How to pick up dropped script automatically, active records

lasastard · September 10, 2008, 6:57am

Hi!

I have been using Ruby for a while now - so I have a reasonable
understanding of how it works.
But I have a problem that I can’t seem to be able to solve on my own, so
here goes:

I am using an active records based script that queries a remote MySQL
database and retrieves data. It’s quite an extensive search, meaning it
takes a long time to run. Unfortunately, the connection closes at random
(I suppose there is some sort of time-out if a connection has been
existing for a certain amount of time).
I have the means of identifying the current ID of the last object and
pick up the search where it left off - manually. And that’s the problem:
How to write a wrapper or some loop that:
a) Detects if the database connections closes
b) keeps track of the id of the last processed database object (I
suppose that can be stored in a variable, if we are talking about a
loop, otherwise a "return id"like command (?)
c) re-initializes the script using the last id

I am thinking either a second script, that starts the original
database-search-script and can keep track of its current status or else
a while-loop perhaps?
Since the script simply aborts when the connection closes, I suppose the
first solution would be better?
But I have no idea how to:

keep track of the “health” of the original process (there is obviously
an error message returned to STDOUT, but I am not sure how to pick it
up)
start a ruby script from within a ruby script
or else how to write a loop that keeps track of the child process
without the whole process being terminated by an error

Any help would be greatly appreciated!

Cheers,

Marc

lasastard · September 10, 2008, 3:44pm

On Wed, Sep 10, 2008 at 2:50 PM, Marc H.
[email protected] wrote:

I am using an active records based script that queries a remote MySQL
database and retrieves data. It’s quite an extensive search, meaning it
takes a long time to run.
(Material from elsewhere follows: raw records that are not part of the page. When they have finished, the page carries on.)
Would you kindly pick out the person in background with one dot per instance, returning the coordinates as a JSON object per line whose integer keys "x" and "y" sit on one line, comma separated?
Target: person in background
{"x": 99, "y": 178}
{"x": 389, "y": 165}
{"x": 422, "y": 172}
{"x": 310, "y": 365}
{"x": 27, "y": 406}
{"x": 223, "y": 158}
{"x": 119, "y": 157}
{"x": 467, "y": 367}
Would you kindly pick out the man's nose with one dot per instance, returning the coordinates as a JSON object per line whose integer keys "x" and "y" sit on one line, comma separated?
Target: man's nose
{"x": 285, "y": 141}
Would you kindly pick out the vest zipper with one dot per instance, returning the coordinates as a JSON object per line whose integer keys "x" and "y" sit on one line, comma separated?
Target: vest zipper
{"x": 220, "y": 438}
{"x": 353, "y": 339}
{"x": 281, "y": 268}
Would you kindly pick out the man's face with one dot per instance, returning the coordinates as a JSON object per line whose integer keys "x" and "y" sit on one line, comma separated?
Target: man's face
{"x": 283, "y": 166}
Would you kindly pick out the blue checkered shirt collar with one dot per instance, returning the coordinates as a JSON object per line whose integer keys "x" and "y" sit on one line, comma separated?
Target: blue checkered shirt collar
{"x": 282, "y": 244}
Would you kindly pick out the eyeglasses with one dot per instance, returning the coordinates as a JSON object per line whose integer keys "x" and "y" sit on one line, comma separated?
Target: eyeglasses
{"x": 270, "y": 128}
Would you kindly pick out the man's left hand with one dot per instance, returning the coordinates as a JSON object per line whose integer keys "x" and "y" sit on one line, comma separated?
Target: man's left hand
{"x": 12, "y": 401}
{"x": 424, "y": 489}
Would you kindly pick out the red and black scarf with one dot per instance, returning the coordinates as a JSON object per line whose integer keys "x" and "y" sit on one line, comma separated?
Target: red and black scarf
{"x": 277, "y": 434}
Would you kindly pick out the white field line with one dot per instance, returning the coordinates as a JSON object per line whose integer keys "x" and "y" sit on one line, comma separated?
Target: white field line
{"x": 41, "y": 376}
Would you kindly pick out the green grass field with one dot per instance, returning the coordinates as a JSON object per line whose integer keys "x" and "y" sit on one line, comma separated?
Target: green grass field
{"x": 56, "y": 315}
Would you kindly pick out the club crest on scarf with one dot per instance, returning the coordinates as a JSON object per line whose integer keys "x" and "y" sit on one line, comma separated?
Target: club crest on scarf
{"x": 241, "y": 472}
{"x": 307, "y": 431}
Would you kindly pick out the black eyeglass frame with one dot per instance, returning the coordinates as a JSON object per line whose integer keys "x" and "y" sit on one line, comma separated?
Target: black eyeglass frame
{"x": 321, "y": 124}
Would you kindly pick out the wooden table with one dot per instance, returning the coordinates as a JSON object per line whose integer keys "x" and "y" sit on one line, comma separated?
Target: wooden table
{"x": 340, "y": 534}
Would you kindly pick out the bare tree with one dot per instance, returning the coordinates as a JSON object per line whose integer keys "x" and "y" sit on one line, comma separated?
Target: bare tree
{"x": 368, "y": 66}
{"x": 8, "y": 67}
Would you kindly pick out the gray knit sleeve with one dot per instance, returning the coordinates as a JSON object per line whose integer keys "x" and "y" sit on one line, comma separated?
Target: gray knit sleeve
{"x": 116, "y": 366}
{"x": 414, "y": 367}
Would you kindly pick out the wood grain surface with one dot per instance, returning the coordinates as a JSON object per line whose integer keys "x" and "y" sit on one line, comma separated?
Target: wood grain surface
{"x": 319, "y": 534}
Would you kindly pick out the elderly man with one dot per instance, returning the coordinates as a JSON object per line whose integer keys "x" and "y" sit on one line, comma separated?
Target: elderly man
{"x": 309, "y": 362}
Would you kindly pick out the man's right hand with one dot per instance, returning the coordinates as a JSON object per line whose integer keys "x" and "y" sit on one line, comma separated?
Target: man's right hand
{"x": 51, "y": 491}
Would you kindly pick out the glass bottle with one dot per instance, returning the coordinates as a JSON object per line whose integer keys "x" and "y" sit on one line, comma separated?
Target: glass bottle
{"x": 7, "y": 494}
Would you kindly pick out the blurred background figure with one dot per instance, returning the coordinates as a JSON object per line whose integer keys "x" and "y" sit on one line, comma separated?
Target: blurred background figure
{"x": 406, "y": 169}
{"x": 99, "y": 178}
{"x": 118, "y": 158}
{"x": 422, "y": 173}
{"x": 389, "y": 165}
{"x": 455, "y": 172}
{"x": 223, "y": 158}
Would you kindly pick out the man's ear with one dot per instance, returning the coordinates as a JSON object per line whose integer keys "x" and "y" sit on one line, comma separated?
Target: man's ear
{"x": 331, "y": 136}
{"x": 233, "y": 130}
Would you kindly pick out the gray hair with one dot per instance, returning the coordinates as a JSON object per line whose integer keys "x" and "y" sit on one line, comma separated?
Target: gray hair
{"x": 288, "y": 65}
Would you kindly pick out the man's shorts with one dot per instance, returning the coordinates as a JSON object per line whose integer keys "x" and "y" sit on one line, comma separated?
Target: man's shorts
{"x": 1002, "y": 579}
Unfortunately, the connection closes at random
(I suppose there is some sort of time-out if a connection has been
existing for a certain amount of time).

I recently made a similar system.

The best way i found to do it is to make a table at one end that holds
all the rows “to be replicated” or in your case “has been replicated”.
This holds the ID of the field you have replicated

Then you write your script to grab the id to replicate, replicate it
down, and if all was successful, put an entry in your ‘has been
replicated’ table with the ID. Then the next time your script runs it
checks what the last ID was that was successfully replicated and picks
up from there.

Put your replication code at the local end in a transaction so that
you only write into the has been replicated table IF no errors came
up, and you don’t replicate anything unless the whole thing completes
successfully.

This then survives restarting hung processes etc.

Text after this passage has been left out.